There is an imbalance in gender distribution in education levels, particularly in advanced degrees like PhDs and professional degrees, where men are more represented. However, women lead in the Master's degree category, suggesting their pursuit of higher education. The low representation of non-binary individuals and undisclosed gender groups across all education levels highlighting the need for inclusivity and opportunities for these groups to bridge educational gaps.
The science and technology sector offers the highest salary opportunities, making it the fastest growing industry in this era.
Education and Salary: Individuals with higher educational qualifications, such as Professional degrees and PhDs, earn more on average. Encouraging and supporting individuals to pursue advanced education could improve earning potential. This is especially relevant for industries requiring specialized skills.
Work Experience and Salary: Salaries tend to peak between 21–30 years of work experience, suggesting the importance of consistent career progression and skill development. Employers should consider implementing mentorship and growth opportunities for employees to help them maximize their earning potential within this range.
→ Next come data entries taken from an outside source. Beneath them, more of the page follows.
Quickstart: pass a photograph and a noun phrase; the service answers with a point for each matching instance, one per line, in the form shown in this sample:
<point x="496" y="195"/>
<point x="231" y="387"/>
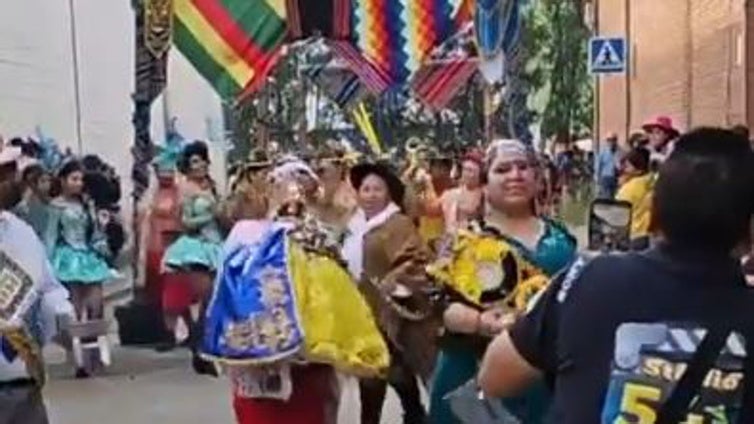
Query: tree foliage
<point x="556" y="39"/>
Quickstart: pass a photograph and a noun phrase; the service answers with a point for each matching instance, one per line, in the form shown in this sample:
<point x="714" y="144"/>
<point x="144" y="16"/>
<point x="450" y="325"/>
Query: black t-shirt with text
<point x="618" y="331"/>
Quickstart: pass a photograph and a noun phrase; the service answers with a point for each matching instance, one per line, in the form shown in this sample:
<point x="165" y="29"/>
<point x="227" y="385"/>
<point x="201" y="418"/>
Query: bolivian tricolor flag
<point x="233" y="43"/>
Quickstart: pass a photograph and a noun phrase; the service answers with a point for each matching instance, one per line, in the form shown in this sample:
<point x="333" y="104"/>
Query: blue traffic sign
<point x="607" y="55"/>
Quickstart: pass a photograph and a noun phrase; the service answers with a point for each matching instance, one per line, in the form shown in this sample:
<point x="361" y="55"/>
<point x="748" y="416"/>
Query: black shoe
<point x="165" y="346"/>
<point x="203" y="367"/>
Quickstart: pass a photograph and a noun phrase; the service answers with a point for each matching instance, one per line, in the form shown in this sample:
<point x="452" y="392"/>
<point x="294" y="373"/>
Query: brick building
<point x="692" y="60"/>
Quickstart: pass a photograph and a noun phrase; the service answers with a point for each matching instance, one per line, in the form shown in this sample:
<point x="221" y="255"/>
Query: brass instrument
<point x="416" y="174"/>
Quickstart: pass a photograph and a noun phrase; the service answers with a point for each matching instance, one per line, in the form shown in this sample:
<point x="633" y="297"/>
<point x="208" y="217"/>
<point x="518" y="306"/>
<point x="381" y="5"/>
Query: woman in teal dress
<point x="77" y="246"/>
<point x="510" y="216"/>
<point x="193" y="258"/>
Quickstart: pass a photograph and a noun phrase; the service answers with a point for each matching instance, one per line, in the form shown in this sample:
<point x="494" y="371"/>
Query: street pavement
<point x="145" y="387"/>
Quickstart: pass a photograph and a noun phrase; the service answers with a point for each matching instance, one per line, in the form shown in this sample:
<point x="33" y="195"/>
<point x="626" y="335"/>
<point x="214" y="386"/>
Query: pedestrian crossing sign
<point x="607" y="55"/>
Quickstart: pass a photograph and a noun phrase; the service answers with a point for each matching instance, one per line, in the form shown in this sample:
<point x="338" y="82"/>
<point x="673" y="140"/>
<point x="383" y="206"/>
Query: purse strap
<point x="676" y="406"/>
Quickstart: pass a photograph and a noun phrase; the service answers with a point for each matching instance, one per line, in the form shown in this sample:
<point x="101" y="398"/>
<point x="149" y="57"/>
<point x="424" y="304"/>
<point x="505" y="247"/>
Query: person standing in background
<point x="29" y="313"/>
<point x="637" y="190"/>
<point x="661" y="134"/>
<point x="605" y="168"/>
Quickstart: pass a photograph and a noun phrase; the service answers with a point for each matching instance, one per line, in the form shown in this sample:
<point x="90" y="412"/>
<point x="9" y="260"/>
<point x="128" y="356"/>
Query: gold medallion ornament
<point x="477" y="264"/>
<point x="158" y="26"/>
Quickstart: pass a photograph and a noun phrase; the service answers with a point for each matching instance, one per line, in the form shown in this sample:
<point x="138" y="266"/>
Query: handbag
<point x="470" y="406"/>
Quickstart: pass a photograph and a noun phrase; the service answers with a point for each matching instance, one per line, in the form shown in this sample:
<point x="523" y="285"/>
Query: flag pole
<point x="76" y="75"/>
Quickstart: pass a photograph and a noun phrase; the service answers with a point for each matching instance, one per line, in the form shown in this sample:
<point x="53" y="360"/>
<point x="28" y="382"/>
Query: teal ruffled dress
<point x="77" y="249"/>
<point x="199" y="247"/>
<point x="458" y="361"/>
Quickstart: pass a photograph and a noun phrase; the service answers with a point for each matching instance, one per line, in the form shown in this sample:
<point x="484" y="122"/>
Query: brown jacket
<point x="395" y="254"/>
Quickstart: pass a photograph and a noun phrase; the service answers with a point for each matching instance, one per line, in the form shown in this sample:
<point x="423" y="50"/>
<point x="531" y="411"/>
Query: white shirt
<point x="21" y="244"/>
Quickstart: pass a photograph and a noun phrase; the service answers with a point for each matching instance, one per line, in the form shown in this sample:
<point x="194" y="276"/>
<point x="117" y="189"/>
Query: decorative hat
<point x="50" y="156"/>
<point x="169" y="154"/>
<point x="9" y="154"/>
<point x="474" y="155"/>
<point x="395" y="186"/>
<point x="664" y="123"/>
<point x="508" y="147"/>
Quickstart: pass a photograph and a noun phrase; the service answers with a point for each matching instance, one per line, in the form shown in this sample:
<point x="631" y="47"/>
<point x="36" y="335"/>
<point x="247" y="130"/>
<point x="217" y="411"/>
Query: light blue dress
<point x="34" y="212"/>
<point x="458" y="361"/>
<point x="200" y="245"/>
<point x="77" y="248"/>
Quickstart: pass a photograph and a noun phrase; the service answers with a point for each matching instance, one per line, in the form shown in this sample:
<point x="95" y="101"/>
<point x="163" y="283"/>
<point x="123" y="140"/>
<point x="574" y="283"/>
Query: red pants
<point x="177" y="293"/>
<point x="314" y="398"/>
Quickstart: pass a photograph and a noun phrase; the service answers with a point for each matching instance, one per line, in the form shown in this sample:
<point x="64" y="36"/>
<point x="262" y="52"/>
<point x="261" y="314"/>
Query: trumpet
<point x="415" y="173"/>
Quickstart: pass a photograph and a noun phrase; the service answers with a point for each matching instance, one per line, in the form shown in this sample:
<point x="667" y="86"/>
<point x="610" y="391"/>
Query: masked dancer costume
<point x="285" y="312"/>
<point x="386" y="254"/>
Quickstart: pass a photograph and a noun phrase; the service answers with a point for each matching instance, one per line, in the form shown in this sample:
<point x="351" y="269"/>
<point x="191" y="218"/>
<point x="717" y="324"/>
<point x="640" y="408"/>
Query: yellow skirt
<point x="339" y="327"/>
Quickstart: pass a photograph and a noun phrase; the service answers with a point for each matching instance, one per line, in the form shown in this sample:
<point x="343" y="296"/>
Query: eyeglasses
<point x="506" y="167"/>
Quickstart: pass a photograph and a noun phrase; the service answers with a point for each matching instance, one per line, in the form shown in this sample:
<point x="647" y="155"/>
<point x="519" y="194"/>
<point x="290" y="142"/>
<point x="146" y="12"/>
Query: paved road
<point x="144" y="387"/>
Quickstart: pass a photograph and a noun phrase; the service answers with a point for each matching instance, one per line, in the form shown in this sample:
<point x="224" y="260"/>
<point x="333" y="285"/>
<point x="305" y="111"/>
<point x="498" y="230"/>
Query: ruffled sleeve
<point x="52" y="229"/>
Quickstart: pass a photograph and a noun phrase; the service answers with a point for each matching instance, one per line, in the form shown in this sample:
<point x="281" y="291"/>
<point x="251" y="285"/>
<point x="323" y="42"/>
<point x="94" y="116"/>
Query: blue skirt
<point x="80" y="266"/>
<point x="191" y="252"/>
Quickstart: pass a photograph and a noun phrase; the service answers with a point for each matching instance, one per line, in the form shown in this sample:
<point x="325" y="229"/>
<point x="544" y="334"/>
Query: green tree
<point x="556" y="41"/>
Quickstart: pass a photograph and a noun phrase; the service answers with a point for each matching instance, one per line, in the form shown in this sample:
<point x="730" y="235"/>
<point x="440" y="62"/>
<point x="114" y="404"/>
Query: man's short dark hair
<point x="703" y="198"/>
<point x="741" y="129"/>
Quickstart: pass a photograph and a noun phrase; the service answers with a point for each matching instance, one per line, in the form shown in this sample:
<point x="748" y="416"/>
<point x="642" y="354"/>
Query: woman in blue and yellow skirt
<point x="191" y="261"/>
<point x="491" y="269"/>
<point x="285" y="312"/>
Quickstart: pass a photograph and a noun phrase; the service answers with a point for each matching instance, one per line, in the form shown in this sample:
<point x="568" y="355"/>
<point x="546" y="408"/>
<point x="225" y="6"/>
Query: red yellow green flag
<point x="233" y="44"/>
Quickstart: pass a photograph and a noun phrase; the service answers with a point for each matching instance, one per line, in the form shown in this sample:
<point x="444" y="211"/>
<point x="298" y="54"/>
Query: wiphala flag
<point x="233" y="44"/>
Age and Salary: Salaries increase steadily across age groups, peaking around 45–54 years. Employers might consider leveraging the expertise of this group while also investing in younger employees to ensure a skilled workforce over time.
Industry Trends: The science and technology sector offers the highest salary opportunities, followed by education and NGOs. Individuals should be guided toward industries with higher earning potentials based on their skills and interests. Policymakers and educators might also emphasize STEM (Science, Technology, Engineering, and Math) education to prepare individuals for these lucrative fields.
Gender Representation: Efforts should be made to address gender gaps in high-paying industries and leadership roles to ensure equity and diversity. Programs to empower underrepresented groups to access better education and career opportunities would contribute to societal balance.
This project involved a comprehensive exploration of the Ask a Manager Survey Dataset, focusing on cleaning, analyzing, and deriving actionable insights from the data. Through Exploratory Data Analysis (EDA), I uncovered key trends and patterns related to demographics, salary distributions, and job satisfaction across various industries, job titles, and experience levels.